Top
Meral Tamer

Meral Tamer

mtamer@milliyet.com.tr

17/05/2008

İsveçli diplomatların Türkiye kitapları

Ann Dismorr’la, İsveç’in Ankara Büyükelçisi olduğu dönemde Füsun-Faruk Eczacıbaşı’nın evinde tanışmıştım. Türkiye’de olan biteni, sürükleyici bir film gibi heyecanla izliyordu.
Cenova’da 7 yıl insan haklarıyla uğraşmış, ardından Lübnan’a Büyükelçi olarak atanmış, bizim meşhur 2001 krizimiz yaşanırken de Beyrut’tan Ankara’ya gelmişti.
Dismorr, 2005’te Türkiye’den ayrıldı. Türkiye’de bulunduğu 4 yıl içinde 3’lü koalisyonun dağılışına, Kemal Derviş’li İsmail Cem’li Yeni Türkiye Partisi fiyaskosuna, AKP’nin hiç yoktan var olup iktidara gelişi ve birbiri ardına radikal reformlar yaparak AB’ye aday ülke kabul edilişine tanık oldu.
Geçenlerde Eczacıbaşı çiftinin dar kapsamlı bir davetinde yine Ann Dismorr’la beraberdik. Bu kez Türkiye’de görev yaptığı 2001-2005 dönemini anlattığı kitabı “Turkey Decoded” (Şifresi Çözülmüş Türkiye) için gelmişti.

Türkiye’nin şifreleri
Halen İsveç Dışişleri’nin 2 numarası olan ve İsveç Parlamentosu’nda Dışişleri Komisyonu Başkanı olarak görev yapan Dismorr, Türkiye’de bulunduğu dönemle ilgili izlenimlerini anlattığı kitabında “Batı ile İslam dünyası arasında büyüyen mesafe, terörizm, insan hakları ve demokrasi mücadelesi çerçevesinden bakıldığında Türkiye-AB ilişkileri, 21. yüzyılın en önemli konularından biridir” diyor.
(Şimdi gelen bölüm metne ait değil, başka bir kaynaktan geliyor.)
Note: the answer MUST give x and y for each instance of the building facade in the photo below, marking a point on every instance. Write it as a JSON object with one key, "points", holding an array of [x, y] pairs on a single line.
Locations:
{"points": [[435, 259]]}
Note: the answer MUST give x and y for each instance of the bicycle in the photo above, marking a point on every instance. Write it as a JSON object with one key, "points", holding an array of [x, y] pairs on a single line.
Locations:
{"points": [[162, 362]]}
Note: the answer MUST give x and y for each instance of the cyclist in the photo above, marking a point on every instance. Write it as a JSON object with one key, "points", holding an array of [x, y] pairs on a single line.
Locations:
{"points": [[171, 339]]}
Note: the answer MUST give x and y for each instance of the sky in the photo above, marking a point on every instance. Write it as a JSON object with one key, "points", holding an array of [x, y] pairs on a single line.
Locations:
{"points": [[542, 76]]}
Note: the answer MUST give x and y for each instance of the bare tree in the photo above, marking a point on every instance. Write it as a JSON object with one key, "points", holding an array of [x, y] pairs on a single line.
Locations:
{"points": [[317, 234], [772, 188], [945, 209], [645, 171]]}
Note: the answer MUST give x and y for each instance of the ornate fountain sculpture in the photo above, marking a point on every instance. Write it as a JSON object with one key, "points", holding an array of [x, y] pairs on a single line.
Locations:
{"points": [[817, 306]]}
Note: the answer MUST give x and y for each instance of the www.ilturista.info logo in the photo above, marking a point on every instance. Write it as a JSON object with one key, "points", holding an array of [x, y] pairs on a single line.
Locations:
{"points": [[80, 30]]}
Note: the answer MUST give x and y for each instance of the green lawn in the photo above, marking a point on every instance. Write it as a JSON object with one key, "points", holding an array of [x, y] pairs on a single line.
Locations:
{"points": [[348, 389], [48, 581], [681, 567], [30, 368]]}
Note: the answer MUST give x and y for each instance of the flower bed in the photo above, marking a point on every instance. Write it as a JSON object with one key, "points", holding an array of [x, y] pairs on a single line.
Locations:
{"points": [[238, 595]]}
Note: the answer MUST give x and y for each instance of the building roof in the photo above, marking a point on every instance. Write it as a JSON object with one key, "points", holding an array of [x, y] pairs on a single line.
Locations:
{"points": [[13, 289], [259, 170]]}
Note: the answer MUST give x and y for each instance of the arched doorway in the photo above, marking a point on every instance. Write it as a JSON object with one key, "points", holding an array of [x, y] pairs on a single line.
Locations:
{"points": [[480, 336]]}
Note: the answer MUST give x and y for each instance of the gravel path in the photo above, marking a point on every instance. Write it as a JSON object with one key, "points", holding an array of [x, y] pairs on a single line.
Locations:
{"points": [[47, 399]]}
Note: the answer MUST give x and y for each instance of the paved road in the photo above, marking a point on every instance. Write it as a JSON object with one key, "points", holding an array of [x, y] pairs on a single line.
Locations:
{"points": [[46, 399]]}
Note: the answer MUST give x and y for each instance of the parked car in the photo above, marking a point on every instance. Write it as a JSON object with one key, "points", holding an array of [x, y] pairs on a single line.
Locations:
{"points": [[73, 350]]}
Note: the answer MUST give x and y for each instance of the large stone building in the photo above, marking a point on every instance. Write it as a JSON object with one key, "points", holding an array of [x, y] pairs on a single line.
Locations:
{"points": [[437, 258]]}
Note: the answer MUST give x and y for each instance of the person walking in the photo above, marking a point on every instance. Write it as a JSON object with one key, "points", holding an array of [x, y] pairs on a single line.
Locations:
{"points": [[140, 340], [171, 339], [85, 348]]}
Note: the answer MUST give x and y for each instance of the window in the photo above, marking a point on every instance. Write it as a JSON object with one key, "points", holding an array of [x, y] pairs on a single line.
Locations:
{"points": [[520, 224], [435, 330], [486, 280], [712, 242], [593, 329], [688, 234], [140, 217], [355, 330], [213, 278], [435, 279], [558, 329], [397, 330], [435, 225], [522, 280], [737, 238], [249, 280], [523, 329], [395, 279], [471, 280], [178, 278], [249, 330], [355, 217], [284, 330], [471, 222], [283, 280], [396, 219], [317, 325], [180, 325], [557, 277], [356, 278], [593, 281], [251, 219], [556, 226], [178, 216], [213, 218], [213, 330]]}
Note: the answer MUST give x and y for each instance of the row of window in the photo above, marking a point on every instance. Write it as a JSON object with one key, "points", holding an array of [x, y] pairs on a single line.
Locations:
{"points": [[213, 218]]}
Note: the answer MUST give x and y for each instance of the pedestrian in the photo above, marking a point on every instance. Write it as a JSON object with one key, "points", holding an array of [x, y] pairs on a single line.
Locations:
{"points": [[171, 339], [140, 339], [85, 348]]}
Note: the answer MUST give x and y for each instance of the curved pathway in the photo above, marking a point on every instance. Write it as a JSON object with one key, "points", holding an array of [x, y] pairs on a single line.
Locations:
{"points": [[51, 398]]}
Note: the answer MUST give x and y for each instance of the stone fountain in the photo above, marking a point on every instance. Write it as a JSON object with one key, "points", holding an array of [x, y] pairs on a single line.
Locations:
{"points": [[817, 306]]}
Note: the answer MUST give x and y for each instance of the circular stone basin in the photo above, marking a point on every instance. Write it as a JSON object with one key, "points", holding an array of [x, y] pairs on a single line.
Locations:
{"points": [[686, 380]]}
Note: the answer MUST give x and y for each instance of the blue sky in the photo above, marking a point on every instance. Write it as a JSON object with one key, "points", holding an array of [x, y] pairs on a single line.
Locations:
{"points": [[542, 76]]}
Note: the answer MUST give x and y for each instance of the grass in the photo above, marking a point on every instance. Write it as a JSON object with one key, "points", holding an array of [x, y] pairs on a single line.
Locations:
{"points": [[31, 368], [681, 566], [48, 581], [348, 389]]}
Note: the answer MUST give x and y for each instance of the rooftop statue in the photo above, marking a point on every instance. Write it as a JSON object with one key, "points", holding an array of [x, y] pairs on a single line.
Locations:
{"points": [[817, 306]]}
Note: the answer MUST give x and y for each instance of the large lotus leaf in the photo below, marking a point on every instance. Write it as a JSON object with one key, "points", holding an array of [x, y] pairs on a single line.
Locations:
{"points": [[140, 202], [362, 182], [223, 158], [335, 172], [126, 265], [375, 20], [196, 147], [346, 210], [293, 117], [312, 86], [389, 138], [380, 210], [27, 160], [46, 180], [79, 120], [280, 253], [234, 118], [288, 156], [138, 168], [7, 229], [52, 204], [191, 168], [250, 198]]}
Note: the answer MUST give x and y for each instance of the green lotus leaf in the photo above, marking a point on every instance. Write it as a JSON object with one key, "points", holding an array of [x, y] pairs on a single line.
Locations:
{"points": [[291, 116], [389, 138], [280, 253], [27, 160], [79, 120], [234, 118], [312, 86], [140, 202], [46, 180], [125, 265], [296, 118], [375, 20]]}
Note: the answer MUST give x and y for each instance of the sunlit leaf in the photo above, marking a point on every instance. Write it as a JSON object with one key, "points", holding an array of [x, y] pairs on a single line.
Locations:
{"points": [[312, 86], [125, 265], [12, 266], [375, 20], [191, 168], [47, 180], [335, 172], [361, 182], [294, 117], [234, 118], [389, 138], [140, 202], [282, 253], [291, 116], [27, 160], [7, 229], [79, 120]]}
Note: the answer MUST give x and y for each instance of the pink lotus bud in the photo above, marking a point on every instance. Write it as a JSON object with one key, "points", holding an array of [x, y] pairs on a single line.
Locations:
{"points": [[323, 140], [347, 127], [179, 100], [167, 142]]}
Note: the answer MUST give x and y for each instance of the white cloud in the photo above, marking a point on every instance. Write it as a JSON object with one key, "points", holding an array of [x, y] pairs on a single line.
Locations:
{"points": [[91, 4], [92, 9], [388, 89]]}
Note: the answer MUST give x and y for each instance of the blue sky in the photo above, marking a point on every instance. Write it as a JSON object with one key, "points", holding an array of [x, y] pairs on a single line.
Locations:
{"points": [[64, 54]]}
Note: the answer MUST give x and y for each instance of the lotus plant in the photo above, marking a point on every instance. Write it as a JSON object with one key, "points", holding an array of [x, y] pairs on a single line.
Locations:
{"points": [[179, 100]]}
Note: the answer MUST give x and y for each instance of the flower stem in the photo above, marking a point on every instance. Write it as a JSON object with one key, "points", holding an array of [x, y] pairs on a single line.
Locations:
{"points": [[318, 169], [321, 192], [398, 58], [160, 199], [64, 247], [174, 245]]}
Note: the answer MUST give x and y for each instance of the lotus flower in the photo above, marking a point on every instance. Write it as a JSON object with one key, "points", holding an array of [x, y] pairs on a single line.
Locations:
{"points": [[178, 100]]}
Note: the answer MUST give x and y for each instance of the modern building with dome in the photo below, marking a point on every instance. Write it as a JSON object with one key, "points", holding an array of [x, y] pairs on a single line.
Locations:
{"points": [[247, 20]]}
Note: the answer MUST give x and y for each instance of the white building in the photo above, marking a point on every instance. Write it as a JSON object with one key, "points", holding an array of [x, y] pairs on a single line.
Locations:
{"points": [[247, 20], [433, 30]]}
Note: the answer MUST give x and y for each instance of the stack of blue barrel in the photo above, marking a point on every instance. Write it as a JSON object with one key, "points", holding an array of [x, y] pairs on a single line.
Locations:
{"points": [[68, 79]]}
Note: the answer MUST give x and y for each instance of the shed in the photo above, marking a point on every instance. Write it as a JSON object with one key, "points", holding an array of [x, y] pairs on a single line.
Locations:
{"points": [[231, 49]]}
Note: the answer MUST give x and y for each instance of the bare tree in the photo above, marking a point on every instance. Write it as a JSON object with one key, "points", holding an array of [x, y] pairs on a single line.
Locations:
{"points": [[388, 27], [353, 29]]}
Kitapta Türkiye’nin Ortadoğu’daki rolü, ABD ile ilişkileri, Kıbrıs sorunu, AKP’nin ilk iktidar dönemindeki hızlı reformlar, Erdoğan’ın cezaevinden çıkışından iktidar koltuğuna oturuncaya kadarki süreç ve geçen yılki Cumhurbaşkanı seçimiyle ilgili gelişmeler, izlenim ağırlıklı ve samimi bir dille yazılmış.
Ancak Türkiye’de siyasetin kodları o kadar hızlı değişiyor ki, Dismorr’a göre eğer kitabı matbaaya 6 ay önce değil de bugün verecek olsaydı, başlığını “Turkey Decoding” (Türkiye’nin Şifreleri Çözülürken) diye koymak daha uygun olurdu.

Diplomatlar, kitaplar
Türkiye’ye gelen İsveçli büyükelçi ve konsoloslar, buradan ayrıldıktan sonra kitap yazıyorlar. Belki İsveçlilerde böyle bir gelenek var ve başka ülkelere giden diplomatlar da yazıyorlardır.
Diğerlerini bilemem, ama küçük bir araştırmayla 1990-95 yılları arasında İstanbul Başkonsolosu olan Kaj Falkman 2001’de yazdığı Türkiye-Uç Beyi adlı kitap, Cem Yayınları’ndan çıkmıştı.
Ann Dismorr’un selefi Büyükelçi Henrik Liljegren ise -eşinin de Türk olmasının katkısıyla- emekli olduktan sonra İstanbul’a yerleşmiş ve Türkiye’yi de içeren anı kitabı “Tallin’den Türkiye’ye Bir Diplomatın Anıları” 2004’te çıkmıştı.
2001’den beri İsveç’in İstanbul Başkonsolosu olan Dr. Ingmar Karlsson ise Türkiye hakkında peş peşe 3 kitap yazdı. Homer Yayınları’ndan çıkan kitaplar sırasıyla “Din, Terör ve Hoşgörü” (2005), “Avrupa’nın Üvey Evlatları” (2006), “Avrupa ve Türkler” (2008).
İsveç’in dışişleri geleneğinde entellektüel bir damar olduğuna kuşku yok. Zaten İsveç’te diplomatlık, Türkiye’dekine benzer şekilde ömür boyu süren bir meslek. Amerika’daki gibi başkan çağırınca gidilip, sonra eski işine dönülen, belli bir zaman dilimiyle sınırlı bir iş değil.